On Monday evening I presented my poster in the ESO2 symposium, a two-hour long poster session from 8pm to 10pm! The number of people attending the session was massive so I had the opportunity to discuss my work with many researchers and establish research collaborations with other groups. In addition, on Wednesday evening I also attended the second poster session of the same symposium where I met other researchers working in a variety of fields.

Miriam during the poster session and views from the conference building

Even though I spent most of the week attending the ESO2 symposium (about solar fuels) I also attended a few sessions of the ESO3 symposium: ‘Earth abundant Metal Oxides, Sulfides and Selenides for Energy systems and devices’. This symposium was more focused on the synthesis and features of the materials. This is extremely important for energy applications, especially water splitting, since different morphologies and compositions can change a lot the final performance and efficiency of the photocatalyst.

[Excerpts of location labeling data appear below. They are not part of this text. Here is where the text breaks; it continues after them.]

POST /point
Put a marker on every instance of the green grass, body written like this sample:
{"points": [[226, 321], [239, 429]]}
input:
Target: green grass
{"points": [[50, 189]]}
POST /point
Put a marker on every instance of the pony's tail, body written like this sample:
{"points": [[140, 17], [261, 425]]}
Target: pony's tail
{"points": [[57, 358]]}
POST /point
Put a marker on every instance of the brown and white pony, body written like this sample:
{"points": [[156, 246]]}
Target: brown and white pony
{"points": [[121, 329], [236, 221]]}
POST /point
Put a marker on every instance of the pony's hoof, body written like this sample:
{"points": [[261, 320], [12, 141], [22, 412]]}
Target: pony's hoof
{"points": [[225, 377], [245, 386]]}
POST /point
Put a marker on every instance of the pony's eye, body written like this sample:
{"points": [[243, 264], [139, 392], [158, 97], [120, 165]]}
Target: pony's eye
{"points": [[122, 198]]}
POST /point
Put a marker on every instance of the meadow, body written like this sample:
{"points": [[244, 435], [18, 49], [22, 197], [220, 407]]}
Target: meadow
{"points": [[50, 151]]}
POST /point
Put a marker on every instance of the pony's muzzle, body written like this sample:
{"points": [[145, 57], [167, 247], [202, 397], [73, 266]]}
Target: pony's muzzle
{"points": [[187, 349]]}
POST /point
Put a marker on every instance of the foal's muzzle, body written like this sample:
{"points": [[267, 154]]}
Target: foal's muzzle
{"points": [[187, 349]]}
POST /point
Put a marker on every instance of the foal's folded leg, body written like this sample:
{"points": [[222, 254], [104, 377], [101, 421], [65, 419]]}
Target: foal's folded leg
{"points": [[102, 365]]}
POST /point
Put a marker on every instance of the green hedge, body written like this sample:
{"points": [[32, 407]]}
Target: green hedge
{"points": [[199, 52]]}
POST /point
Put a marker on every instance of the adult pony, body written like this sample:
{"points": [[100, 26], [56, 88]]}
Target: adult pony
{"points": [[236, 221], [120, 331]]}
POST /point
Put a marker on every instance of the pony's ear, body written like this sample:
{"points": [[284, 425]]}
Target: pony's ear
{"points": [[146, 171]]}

During the conference I also attended other sessions, such as the ‘International Summit of MRS University Chapters on Sustainability and Nanotechnology’. These sessions covered key sustainability topics in a broad manner. For instance, one session covered the background of water splitting and the key topics that need to be tackled to bring this technology into the real market.  Two great speakers of this session were Professor Hicham Idriss from Saudi Arabia and Professor Lionel Vayssieres from China. Professor Idriss gave an overview of advantages and disadvantages that a large scale photoelectrochemical reactor has. On the other hand, Professor Vayssieres highlighted his main research topics and key publications dealing with metal oxides and water splitting.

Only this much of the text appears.